GrapheneOS Web Server Improvements & Planned Offline Network Location Feature
GrapheneOS Web Server Improvements & Planned Offline Network Location Feature
GrapheneOS (@GrapheneOS@grapheneos.social)
We recently asked for additional sponsored 10Gbps dedicated servers in Europe. We received over a dozen offers and are still looking into and following those up. So far, we've received a 10Gbps update server from Zare in London and a 20Gbps one in Amsterdam from Cherry Servers.
We now have a total of 5 sponsored update servers:
20Gbps from Cherry Servers in Amsterdam10Gbps from Zare in London10Gbps from Xenyth in Toronto10Gbps from ReliableSite in Miami10Gbps from ReliableSite in Los Angeles
Cherry Servers also provided a 2nd server for geocoding.
We have a full list of our public-facing servers at https://grapheneos.org/articles/grapheneos-servers including details on the sponsored servers with links to the websites of the sponsors. All the update servers are sponsored since paying for the amount of traffic we'll be using would be very expensive.
In addition to the primary purpose of updates, we use these servers as a subset of our 11 locations for website/network services.
We moved our mail server to a system container on the Xenyth server where we're using our own AS and IP space via BGP to avoid spam filtering issues.

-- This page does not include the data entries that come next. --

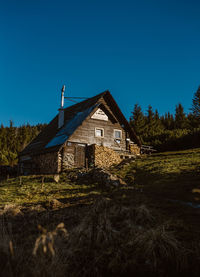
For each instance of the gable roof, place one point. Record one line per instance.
(52, 138)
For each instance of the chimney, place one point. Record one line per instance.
(61, 110)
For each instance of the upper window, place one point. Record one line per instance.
(117, 134)
(99, 132)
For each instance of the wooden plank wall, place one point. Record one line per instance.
(86, 133)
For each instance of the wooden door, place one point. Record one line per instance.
(80, 155)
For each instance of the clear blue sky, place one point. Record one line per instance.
(145, 52)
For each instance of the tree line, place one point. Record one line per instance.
(165, 132)
(14, 139)
(168, 132)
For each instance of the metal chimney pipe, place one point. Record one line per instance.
(61, 110)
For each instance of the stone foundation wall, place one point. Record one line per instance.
(135, 149)
(47, 163)
(105, 157)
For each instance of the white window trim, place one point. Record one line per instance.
(120, 135)
(97, 128)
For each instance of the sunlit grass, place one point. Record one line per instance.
(32, 190)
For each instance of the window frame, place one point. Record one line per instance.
(99, 128)
(118, 130)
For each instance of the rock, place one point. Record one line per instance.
(37, 208)
(56, 178)
(12, 210)
(105, 178)
(55, 204)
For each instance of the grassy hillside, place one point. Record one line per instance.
(143, 228)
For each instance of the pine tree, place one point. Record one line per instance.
(196, 108)
(180, 117)
(137, 120)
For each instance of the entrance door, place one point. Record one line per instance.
(80, 155)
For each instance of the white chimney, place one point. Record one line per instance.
(61, 110)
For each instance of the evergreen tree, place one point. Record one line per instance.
(180, 117)
(196, 104)
(137, 120)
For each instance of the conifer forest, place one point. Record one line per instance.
(166, 132)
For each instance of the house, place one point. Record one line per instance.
(85, 134)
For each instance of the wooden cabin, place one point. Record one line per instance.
(90, 133)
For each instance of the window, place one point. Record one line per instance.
(117, 134)
(99, 132)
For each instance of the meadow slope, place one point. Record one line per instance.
(146, 227)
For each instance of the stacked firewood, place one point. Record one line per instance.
(105, 157)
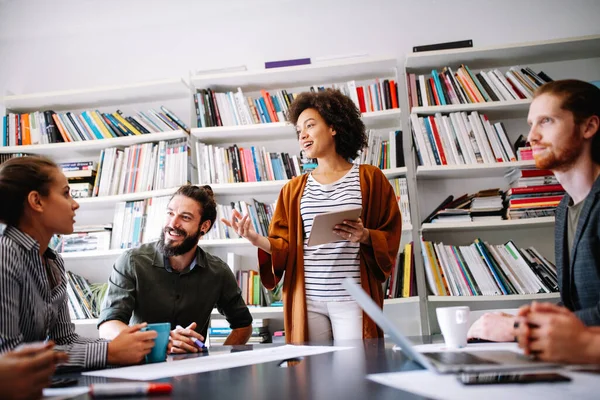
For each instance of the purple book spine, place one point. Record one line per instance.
(287, 63)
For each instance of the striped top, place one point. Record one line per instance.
(33, 306)
(326, 266)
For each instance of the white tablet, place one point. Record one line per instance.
(323, 224)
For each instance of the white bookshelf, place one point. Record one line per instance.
(487, 225)
(500, 298)
(141, 92)
(575, 48)
(281, 130)
(494, 109)
(298, 76)
(577, 58)
(90, 147)
(466, 171)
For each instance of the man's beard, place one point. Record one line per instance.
(188, 243)
(562, 158)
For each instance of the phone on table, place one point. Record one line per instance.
(490, 378)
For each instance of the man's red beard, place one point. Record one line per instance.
(559, 158)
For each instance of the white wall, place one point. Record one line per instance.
(64, 44)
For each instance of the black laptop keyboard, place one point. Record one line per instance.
(458, 358)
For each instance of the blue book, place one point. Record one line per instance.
(438, 87)
(92, 124)
(263, 106)
(436, 155)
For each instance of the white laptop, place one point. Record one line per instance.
(446, 361)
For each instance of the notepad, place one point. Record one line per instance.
(323, 224)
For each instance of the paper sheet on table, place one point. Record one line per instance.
(64, 393)
(447, 387)
(429, 348)
(212, 362)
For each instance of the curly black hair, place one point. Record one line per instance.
(340, 113)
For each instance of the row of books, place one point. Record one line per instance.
(219, 329)
(236, 108)
(402, 281)
(384, 154)
(536, 193)
(142, 167)
(82, 302)
(485, 205)
(465, 87)
(43, 127)
(482, 269)
(460, 138)
(236, 164)
(400, 186)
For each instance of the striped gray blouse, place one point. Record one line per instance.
(326, 266)
(33, 306)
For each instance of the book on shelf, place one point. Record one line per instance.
(446, 87)
(83, 299)
(235, 164)
(385, 154)
(484, 269)
(236, 108)
(142, 167)
(44, 127)
(402, 281)
(400, 186)
(536, 193)
(460, 138)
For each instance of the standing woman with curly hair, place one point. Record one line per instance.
(316, 306)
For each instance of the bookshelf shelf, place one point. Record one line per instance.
(512, 297)
(87, 147)
(281, 130)
(496, 56)
(505, 109)
(494, 225)
(141, 92)
(470, 170)
(298, 76)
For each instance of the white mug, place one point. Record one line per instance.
(454, 323)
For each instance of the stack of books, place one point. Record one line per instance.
(219, 330)
(85, 238)
(485, 269)
(81, 176)
(460, 138)
(43, 127)
(465, 86)
(536, 193)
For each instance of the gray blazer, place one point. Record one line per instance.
(579, 277)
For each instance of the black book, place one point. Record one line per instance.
(116, 130)
(72, 119)
(487, 87)
(51, 129)
(399, 150)
(137, 125)
(444, 46)
(442, 205)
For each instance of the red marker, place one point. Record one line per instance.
(129, 389)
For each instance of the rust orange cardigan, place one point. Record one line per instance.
(380, 215)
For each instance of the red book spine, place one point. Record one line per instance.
(438, 141)
(537, 189)
(360, 92)
(394, 93)
(434, 91)
(530, 173)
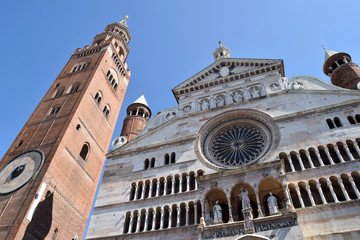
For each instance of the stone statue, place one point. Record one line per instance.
(220, 101)
(204, 105)
(255, 92)
(244, 197)
(217, 213)
(237, 96)
(272, 203)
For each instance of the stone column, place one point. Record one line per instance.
(343, 189)
(165, 187)
(146, 221)
(309, 159)
(338, 153)
(319, 157)
(308, 190)
(154, 220)
(351, 180)
(173, 185)
(138, 222)
(323, 199)
(162, 218)
(130, 193)
(187, 183)
(178, 217)
(356, 147)
(157, 188)
(196, 186)
(180, 184)
(289, 205)
(136, 192)
(170, 217)
(195, 214)
(290, 162)
(299, 196)
(328, 155)
(300, 160)
(346, 147)
(150, 190)
(332, 190)
(187, 215)
(258, 203)
(131, 222)
(143, 191)
(230, 210)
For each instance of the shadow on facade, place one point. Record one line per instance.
(40, 224)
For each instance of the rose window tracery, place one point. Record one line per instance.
(238, 145)
(236, 139)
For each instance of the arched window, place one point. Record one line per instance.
(152, 164)
(330, 123)
(146, 164)
(173, 157)
(98, 97)
(59, 92)
(74, 88)
(53, 236)
(351, 120)
(357, 118)
(166, 159)
(337, 122)
(112, 78)
(84, 151)
(106, 110)
(55, 110)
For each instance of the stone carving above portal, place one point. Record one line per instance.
(170, 115)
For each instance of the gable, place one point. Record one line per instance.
(227, 70)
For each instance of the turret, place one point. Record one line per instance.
(138, 114)
(341, 70)
(221, 52)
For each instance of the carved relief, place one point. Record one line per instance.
(237, 95)
(170, 115)
(204, 104)
(187, 109)
(274, 87)
(255, 91)
(220, 100)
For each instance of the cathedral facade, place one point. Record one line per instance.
(245, 154)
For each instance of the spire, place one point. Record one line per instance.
(221, 52)
(123, 22)
(329, 53)
(141, 100)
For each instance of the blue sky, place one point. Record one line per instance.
(171, 41)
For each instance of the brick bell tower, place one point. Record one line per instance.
(49, 175)
(341, 70)
(138, 114)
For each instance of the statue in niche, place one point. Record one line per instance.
(272, 204)
(297, 85)
(220, 101)
(237, 96)
(217, 213)
(204, 104)
(255, 92)
(244, 197)
(187, 109)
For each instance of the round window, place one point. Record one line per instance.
(236, 139)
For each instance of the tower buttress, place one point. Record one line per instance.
(341, 70)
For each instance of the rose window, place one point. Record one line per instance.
(238, 145)
(236, 139)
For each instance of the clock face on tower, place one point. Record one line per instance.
(20, 170)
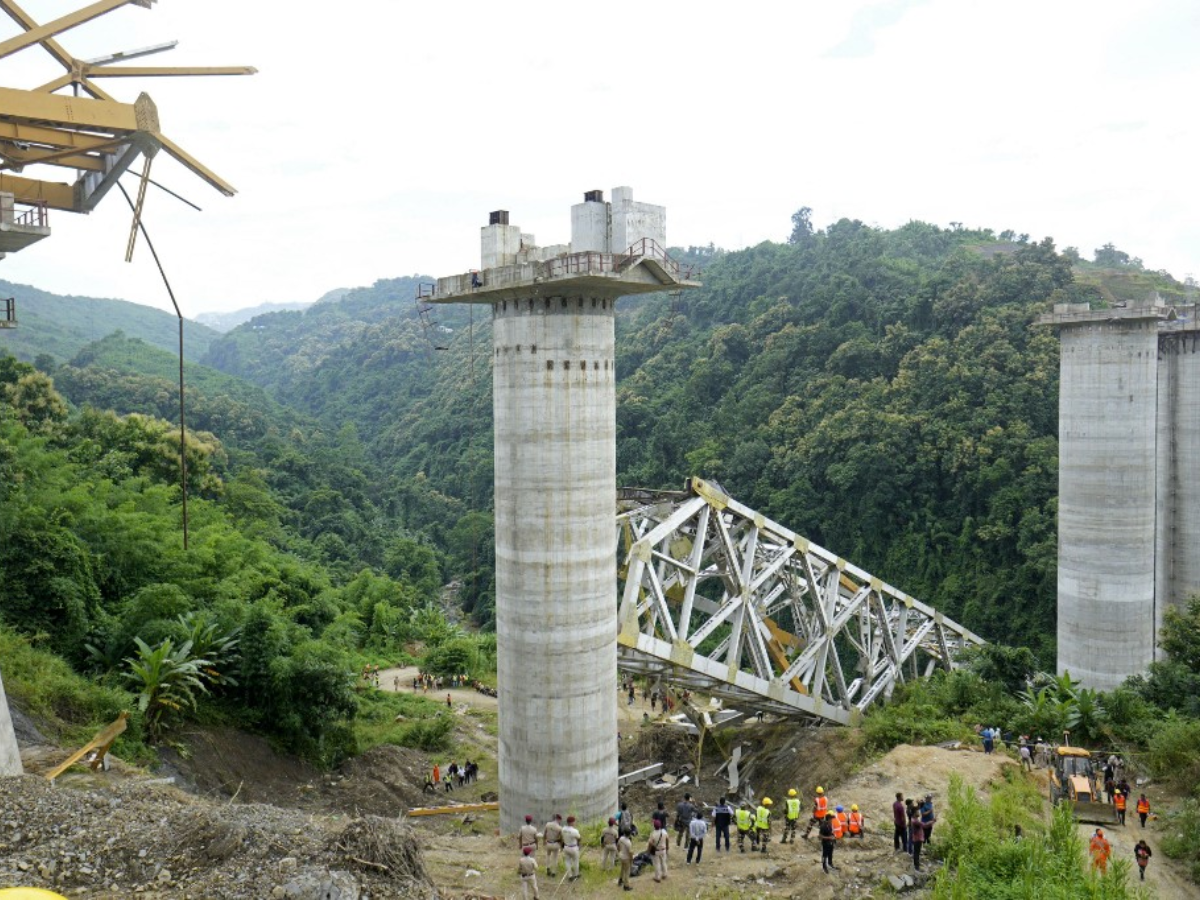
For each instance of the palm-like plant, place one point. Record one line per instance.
(167, 679)
(217, 648)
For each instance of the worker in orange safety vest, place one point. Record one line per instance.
(855, 821)
(1101, 850)
(1143, 809)
(820, 808)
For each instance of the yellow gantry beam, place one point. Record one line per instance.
(102, 115)
(53, 193)
(84, 133)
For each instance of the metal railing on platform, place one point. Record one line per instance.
(34, 215)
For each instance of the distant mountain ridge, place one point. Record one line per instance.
(226, 322)
(63, 325)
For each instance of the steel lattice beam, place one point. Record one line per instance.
(721, 599)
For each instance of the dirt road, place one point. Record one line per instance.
(393, 679)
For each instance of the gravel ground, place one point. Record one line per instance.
(125, 839)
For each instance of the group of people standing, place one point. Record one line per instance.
(1101, 851)
(691, 826)
(559, 839)
(913, 825)
(455, 774)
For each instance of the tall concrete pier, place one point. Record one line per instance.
(556, 490)
(1128, 515)
(10, 756)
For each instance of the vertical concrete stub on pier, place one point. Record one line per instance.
(10, 754)
(553, 312)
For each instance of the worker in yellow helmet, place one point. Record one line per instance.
(820, 807)
(744, 819)
(762, 823)
(791, 817)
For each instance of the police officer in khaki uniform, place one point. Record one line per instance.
(625, 857)
(571, 849)
(552, 837)
(528, 871)
(528, 835)
(609, 845)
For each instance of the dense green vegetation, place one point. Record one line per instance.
(987, 856)
(243, 625)
(880, 391)
(60, 327)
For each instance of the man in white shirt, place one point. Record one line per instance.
(571, 849)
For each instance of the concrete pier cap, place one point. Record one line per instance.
(556, 491)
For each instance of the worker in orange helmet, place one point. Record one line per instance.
(1099, 850)
(820, 807)
(1143, 809)
(855, 821)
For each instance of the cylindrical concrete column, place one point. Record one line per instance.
(1107, 499)
(10, 754)
(556, 550)
(1179, 412)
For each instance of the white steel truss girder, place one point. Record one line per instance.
(718, 598)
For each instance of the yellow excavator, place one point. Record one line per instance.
(1073, 779)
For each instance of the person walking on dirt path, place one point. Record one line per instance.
(762, 823)
(625, 857)
(528, 871)
(528, 835)
(820, 807)
(658, 845)
(918, 840)
(855, 821)
(1143, 853)
(928, 817)
(625, 823)
(552, 838)
(659, 815)
(697, 829)
(609, 845)
(827, 844)
(791, 816)
(571, 849)
(900, 837)
(684, 811)
(1099, 849)
(744, 819)
(723, 814)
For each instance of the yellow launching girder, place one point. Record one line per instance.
(97, 136)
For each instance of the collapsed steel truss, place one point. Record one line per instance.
(721, 599)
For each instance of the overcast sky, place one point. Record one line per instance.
(379, 133)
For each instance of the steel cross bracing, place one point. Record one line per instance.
(718, 598)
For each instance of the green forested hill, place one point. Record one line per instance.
(877, 390)
(63, 325)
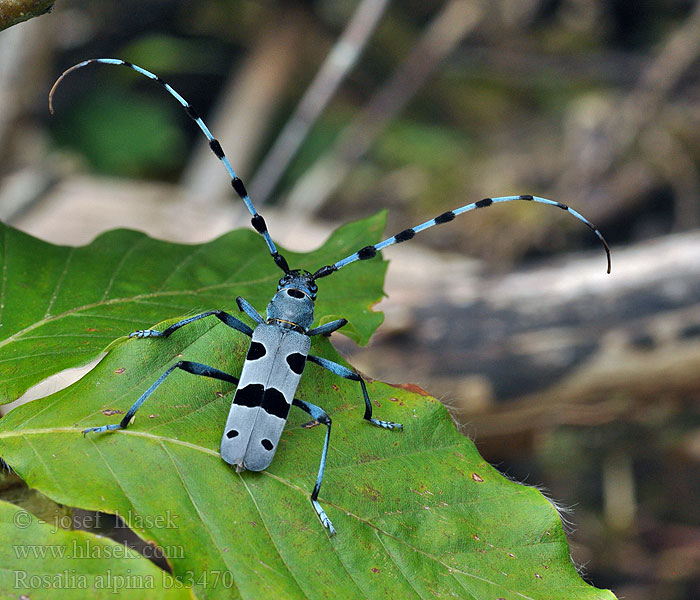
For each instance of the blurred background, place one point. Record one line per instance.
(585, 384)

We're also going to be using a subset of these as additional ns2 anycast DNS locations. We already use the Xenyth server as 1 of our 9 ns2 locations and plan to use the Zare server for it soon too. This depends on BGP support including BGP communities for traffic engineering.
Cherry Servers also provided a 2nd sponsor server in Amsterdam for us to use as our first geocoding server via Nominatim. Nominatim is very demanding and calls for at least around 128GB of memory and 4TB fast NVMe storage. The initial data import for Nominatim took almost 2 days.
Geocoding means converting the description of a location such as an address or the name of a place to coordinates. It supports many different kinds of searches such as finding a pharmacy or park within a certain zone. There's also reverse search to convert coordinates to names.
We provide geocoding as an opt-in service with a choice between our proxy to the OpenStreetMaps Nominatim server (recommended) or directly using their service. Our proxy will soon be pointed at the server from Cherry Servers and then replaced with a new multi-server GeoDNS setup.
You can try out our new self-hosted geocoding server at https://ams.nominatim.grapheneos.org/ui/search.html. In addition to OpenStreetMaps data, we've imported the primary/secondary Wikipedia importance data, US/UK postcodes, US house data and OSM special phrases. It should be close to the OSM service now.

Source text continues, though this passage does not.